E. Ugur
Intelligent control of exoskeletons through a novel learning-from-demonstration method
Ugur, E.; Samur, E.; Ugurlu, B.; Erol Barkana, D.E.; Kucukyilmaz, A.; Bebek, O.
Authors
E. Samur
B. Ugurlu
D.E. Erol Barkana
Dr AYSE KUCUKYILMAZ AYSE.KUCUKYILMAZ@NOTTINGHAM.AC.UK
Associate Professor
O. Bebek
Abstract
We present a novel concept that enables the intelligent and adaptive control of exoskeletons through exploiting our state-of-the-art learning from demonstration (LfD) method, namely Conditional Neural Movement Primitives (CNMPs) [1], on our integrated system of a soft suit and a robotic exoskeleton [2]. Learning of complex locomotion trajectories is aimed to be achieved first by learning from demonstrated trajectories of healthy walking human subjects, next by refining the skills using Reinforcement Learning (RL) methods taking into account the balance and energy consumption of the exoskeleton system, and finally by realizing feedback-based control that enables robust execution in the face of external unexpected perturbations.

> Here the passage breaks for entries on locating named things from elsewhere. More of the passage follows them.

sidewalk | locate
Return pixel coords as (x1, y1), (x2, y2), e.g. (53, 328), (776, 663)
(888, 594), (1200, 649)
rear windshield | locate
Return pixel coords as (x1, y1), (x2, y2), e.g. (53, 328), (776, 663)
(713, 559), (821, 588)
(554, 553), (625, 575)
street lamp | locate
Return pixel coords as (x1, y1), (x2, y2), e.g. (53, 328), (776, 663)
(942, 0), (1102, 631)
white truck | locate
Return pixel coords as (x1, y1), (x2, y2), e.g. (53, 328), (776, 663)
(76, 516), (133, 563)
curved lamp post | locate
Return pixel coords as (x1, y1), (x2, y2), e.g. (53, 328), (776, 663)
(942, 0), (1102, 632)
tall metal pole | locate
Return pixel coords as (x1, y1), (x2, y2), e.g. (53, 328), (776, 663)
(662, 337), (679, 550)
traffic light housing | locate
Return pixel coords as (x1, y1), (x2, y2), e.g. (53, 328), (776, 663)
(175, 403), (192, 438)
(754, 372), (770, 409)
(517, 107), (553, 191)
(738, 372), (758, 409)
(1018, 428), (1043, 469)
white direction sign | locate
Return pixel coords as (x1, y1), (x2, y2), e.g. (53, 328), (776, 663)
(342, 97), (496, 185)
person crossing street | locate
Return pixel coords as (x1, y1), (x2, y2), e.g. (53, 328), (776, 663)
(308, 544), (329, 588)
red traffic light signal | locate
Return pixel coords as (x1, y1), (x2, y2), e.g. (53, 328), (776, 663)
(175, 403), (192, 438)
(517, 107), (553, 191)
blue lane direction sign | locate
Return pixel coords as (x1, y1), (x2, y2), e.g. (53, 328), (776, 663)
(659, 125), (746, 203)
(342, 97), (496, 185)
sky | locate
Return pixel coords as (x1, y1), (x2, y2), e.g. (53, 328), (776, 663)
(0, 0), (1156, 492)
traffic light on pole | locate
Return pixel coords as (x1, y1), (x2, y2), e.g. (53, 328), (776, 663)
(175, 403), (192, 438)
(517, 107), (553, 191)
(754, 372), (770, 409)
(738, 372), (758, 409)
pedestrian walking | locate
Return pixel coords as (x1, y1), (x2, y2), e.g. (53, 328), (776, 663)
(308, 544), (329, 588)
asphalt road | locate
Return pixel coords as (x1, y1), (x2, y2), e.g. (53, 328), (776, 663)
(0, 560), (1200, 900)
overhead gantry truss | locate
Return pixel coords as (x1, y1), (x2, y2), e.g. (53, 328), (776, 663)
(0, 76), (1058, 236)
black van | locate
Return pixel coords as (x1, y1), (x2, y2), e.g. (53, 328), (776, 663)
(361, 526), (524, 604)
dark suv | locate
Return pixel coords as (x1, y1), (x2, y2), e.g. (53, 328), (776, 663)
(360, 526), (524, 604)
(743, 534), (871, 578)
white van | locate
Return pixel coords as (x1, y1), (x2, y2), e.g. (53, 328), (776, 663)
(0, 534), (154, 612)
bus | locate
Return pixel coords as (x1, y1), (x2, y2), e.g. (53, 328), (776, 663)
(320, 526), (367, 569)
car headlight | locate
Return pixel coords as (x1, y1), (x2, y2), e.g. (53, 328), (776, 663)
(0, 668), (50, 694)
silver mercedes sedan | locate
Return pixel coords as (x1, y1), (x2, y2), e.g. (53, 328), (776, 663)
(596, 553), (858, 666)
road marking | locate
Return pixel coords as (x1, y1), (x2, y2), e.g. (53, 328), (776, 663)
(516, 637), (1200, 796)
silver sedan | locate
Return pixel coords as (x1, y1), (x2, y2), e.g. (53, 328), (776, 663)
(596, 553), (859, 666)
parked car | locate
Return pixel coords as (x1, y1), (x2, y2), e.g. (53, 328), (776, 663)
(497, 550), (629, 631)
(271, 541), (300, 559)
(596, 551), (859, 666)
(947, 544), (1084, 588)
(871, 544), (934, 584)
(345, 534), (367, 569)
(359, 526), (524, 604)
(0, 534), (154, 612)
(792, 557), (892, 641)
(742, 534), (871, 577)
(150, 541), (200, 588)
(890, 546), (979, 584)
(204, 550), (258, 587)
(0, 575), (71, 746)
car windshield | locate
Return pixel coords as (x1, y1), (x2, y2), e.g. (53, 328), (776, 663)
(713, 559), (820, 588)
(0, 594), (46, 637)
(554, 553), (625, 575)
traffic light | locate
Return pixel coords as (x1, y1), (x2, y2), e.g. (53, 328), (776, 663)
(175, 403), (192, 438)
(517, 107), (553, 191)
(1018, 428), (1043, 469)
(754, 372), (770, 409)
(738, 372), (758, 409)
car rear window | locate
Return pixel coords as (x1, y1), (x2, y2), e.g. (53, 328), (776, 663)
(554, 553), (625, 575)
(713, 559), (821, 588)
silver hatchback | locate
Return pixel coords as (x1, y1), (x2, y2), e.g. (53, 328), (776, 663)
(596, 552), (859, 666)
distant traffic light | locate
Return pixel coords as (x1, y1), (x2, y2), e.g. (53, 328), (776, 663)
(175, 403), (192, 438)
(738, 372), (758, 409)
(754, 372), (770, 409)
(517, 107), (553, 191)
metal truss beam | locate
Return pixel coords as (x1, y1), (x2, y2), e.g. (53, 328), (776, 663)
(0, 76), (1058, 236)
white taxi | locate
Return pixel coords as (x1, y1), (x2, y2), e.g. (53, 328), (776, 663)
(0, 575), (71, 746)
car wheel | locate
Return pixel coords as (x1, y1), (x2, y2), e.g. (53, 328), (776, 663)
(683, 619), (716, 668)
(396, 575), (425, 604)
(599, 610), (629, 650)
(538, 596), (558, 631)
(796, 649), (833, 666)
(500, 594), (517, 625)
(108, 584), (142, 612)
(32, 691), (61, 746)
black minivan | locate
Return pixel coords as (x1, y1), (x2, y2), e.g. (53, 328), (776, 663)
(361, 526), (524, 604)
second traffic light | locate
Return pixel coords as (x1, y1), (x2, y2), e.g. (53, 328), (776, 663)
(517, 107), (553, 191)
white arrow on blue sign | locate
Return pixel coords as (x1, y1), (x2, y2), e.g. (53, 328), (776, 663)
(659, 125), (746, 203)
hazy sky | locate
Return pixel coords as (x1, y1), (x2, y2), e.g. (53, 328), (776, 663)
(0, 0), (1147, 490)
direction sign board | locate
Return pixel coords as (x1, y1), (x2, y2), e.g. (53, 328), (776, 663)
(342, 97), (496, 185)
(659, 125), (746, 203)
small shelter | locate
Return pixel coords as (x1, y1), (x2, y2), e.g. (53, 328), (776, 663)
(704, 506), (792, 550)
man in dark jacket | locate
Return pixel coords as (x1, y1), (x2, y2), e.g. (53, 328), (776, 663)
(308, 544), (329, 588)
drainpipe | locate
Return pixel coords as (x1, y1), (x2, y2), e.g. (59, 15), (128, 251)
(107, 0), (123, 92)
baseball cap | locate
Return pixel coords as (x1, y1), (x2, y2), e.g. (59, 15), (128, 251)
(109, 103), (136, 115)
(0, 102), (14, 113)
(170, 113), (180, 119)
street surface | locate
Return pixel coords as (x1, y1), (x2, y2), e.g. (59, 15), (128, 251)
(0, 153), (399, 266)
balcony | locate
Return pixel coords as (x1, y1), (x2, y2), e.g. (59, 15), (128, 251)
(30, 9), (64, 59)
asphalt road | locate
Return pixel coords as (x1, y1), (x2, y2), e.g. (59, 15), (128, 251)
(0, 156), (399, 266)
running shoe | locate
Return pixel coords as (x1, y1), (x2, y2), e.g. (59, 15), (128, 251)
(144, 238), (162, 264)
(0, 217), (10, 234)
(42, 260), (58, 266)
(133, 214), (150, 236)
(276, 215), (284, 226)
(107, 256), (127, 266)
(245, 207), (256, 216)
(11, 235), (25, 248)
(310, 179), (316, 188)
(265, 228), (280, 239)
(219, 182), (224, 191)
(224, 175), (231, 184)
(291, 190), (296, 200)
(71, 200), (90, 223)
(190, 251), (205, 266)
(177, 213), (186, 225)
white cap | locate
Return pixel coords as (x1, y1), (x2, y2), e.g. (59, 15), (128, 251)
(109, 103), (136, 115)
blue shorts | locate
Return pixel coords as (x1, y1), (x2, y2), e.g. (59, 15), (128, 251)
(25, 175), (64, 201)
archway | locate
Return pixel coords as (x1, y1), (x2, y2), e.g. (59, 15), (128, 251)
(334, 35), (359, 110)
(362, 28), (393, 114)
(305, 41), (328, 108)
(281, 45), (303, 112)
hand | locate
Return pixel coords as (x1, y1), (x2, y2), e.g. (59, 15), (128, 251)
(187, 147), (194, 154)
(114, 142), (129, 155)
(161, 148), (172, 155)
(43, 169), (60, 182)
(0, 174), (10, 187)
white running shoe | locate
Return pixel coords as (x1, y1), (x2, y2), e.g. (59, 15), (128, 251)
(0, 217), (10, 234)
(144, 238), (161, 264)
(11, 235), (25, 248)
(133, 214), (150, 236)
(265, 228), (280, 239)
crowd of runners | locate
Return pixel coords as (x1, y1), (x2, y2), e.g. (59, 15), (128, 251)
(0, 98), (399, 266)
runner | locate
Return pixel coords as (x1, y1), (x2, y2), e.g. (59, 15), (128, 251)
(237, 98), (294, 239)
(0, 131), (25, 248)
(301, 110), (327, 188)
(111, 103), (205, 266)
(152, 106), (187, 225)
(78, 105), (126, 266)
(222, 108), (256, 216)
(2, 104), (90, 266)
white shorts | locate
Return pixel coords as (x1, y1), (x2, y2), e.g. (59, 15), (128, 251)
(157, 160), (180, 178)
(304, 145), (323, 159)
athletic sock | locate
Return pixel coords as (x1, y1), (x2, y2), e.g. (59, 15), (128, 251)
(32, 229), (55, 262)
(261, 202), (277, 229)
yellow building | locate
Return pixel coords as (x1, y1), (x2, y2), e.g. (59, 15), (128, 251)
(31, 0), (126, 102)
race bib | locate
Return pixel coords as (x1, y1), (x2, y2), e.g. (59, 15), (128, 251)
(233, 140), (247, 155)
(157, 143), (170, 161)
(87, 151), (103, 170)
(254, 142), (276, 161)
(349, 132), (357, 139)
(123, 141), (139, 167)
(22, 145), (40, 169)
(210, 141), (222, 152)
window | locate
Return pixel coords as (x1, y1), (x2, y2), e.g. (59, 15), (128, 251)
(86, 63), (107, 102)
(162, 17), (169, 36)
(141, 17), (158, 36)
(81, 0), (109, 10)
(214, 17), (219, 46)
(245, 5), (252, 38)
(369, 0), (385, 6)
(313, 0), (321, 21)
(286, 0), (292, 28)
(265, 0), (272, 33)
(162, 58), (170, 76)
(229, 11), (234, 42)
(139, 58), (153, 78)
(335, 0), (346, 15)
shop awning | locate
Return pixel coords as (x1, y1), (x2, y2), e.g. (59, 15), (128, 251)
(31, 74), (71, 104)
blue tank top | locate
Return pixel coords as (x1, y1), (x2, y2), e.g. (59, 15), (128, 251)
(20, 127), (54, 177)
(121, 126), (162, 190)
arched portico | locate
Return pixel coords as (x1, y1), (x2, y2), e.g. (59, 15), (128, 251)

To the best of our knowledge, LfD and RL based exoskeleton trajectory control is new in the field where existing ones are limited to trajectory generation without taking into account the exoskeleton-human interaction dynamics. Our LfD method can extract the prior knowledge directly from the training data by sampling observations, and uses it to predict a conditional distribution over any other target points. CNMPs specifically learn complex temporal multi-modal sensorimotor relations in connection with external goals, produce movement trajectories, and execute them through a high-level feedback control loop.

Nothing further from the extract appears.